As a company built upon the generosity of everyday people, Airbnb holds a rather unique position as a reflection of stigmas, stereotypes, and biases present within communities. And if we’re looking for any more evidence that we do not live in a colorblind, post-racial society, we need look no further than a new working paper from Harvard Business School, which suggests that Airbnb guests with “black-sounding” names are 16 percent less likely to be accepted into a room than their white counterparts.

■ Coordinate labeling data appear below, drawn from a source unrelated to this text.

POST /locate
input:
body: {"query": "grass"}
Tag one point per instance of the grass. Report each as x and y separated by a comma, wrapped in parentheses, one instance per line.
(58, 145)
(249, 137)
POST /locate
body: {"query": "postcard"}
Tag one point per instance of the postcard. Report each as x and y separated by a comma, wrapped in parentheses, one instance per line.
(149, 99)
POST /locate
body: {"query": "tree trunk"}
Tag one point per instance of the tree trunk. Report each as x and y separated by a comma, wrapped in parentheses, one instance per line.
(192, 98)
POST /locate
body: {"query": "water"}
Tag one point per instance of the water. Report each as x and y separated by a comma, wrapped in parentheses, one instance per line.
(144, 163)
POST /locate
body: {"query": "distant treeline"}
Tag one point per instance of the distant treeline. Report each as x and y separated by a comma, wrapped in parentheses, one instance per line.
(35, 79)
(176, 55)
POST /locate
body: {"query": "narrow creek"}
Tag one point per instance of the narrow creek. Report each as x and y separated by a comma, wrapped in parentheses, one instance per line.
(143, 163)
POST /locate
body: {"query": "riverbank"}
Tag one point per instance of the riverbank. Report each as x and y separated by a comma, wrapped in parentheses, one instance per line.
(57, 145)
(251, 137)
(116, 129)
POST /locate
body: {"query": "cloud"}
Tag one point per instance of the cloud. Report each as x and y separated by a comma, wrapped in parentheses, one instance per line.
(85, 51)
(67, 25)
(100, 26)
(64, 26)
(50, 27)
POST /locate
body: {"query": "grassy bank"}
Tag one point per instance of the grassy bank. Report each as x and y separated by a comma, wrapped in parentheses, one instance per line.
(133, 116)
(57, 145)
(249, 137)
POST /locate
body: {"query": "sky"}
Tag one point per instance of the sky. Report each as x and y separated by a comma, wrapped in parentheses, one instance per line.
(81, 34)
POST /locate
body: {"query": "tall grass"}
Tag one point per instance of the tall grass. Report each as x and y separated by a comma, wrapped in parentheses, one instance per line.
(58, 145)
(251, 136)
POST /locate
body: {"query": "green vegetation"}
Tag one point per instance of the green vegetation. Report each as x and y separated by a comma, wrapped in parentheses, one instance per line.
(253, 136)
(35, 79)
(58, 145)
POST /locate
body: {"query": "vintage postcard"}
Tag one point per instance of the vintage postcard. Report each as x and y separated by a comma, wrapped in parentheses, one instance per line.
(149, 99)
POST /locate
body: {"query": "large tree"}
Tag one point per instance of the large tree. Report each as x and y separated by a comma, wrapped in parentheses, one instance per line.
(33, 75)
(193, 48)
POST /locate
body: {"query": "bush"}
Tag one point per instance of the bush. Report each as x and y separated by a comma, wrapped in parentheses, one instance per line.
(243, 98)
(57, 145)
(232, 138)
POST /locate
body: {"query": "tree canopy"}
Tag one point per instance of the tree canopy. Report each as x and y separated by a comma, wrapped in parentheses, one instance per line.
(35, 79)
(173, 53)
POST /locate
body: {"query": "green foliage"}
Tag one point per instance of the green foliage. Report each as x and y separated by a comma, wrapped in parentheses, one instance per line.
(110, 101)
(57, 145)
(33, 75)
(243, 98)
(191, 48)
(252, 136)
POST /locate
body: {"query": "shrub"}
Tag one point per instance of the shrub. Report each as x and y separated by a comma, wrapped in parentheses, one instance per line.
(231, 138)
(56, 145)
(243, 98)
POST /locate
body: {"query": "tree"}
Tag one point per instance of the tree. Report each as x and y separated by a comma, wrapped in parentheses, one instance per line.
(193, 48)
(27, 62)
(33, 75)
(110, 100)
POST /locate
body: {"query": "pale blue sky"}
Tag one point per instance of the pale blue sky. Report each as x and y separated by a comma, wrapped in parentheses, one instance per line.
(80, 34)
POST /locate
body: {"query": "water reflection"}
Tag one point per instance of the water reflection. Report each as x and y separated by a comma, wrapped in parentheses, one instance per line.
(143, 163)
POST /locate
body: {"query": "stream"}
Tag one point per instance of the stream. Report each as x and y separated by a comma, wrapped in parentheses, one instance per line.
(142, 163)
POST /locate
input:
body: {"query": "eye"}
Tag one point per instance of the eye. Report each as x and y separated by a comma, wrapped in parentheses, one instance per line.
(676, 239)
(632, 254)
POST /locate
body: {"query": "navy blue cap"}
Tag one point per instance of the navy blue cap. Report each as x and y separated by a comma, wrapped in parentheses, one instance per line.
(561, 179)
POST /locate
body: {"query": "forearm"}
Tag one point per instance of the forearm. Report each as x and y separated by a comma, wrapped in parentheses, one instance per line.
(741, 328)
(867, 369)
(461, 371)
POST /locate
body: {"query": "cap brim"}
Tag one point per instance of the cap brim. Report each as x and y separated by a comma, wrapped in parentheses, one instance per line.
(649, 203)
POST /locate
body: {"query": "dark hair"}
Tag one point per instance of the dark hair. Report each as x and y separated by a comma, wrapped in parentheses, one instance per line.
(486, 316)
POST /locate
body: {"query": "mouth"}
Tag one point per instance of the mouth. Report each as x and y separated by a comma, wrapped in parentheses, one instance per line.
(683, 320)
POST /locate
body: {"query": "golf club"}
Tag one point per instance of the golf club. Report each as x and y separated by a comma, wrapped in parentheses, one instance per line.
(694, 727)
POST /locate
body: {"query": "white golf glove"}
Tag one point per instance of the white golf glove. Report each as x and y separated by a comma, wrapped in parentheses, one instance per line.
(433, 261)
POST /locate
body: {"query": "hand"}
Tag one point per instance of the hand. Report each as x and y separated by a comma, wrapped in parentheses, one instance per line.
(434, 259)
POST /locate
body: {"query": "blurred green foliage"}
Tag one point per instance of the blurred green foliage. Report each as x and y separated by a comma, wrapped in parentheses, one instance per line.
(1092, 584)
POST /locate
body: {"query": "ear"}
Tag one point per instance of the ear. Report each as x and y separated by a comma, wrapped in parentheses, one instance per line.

While part of Airbnb’s elimination of anonymity in terms of both the owner and the renter’s profiles is meant to facilitate trust and, naturally, protect property, the authors of the Harvard study noted that this “common market design choice results in an important unintended consequence: racial discrimination.” In conducting their research, the HBS professors created a series of fake profiles (identical except for their names), and sent a total of 6,400 rental inquiries across five cities. Noting that one set of names was “distinctively African-American and the other distinctively white,” (Meredith O’Brien as a white name and Rasheed Jackson as a black name), the researchers found that overall, “African-American guests received a positive response roughly 42 percent of the time, compared to roughly 50 percent for white guests.”
This eight-point difference was translated to a 16 percent penalty against African-Americans, and “is consistent with the racial gap found in contexts ranging from labor markets to online lending to classified ads to taxicabs,” researchers said.
Most interestingly, this discrimination remained consistent regardless of whether or not the host was black, white, male, or female. Further, the cost of the property, as well as whether or not the owner would share the property with the guest had no bearing on the rate at which blacks were turned down. “On the whole,” the team concluded, “our analysis suggests a need for caution: while information can facilitate transactions, it also facilitates discrimination.”
This is by no means the first time Airbnb data has been used to highlight racial inequities in the market and across communities at large. Research from earlier in 2015 suggested that Asian hosts earn considerably less than their white counterparts, seeming to maintain a proclivity to charge less than other groups. This, experts noted, may stem from a sort of internalization of discrimination against Asians in the United States. “Consumers come to expect paying Asian people less,” Ellen Wu, associate professor of Asian-American studies and history at Indiana University, told NPR. “We’ve come to expect cheaply priced products in places manufactured in places in China.”
This discrepancy becomes particularly noteworthy when we consider the availability of other platforms that are, by design, anonymous (and as a result, perhaps less discriminatory in the booking process). Companies like Expedia or Kayak do not require any personal information from the booker until the very end of the process. “Moreover, a customer who makes a reservation with a valid payment card can be assured of a room being available,” researchers note. “Hotels do not reject customers based on customer name or identity.”
In response to the study results, an Airbnb spokesperson said, “We are committed to making Airbnb one of the most open, trusted, diverse, transparent communities in the world.” Promising to work towards eliminating this noticeable gap, the spokesperson continued, “We recognize that bias and discrimination are significant challenges, and we welcome the opportunity to work with anyone that can help us reduce potential discrimination in the Airbnb community. We are in touch with the authors of this study and we look forward to a continuing dialogue with them.”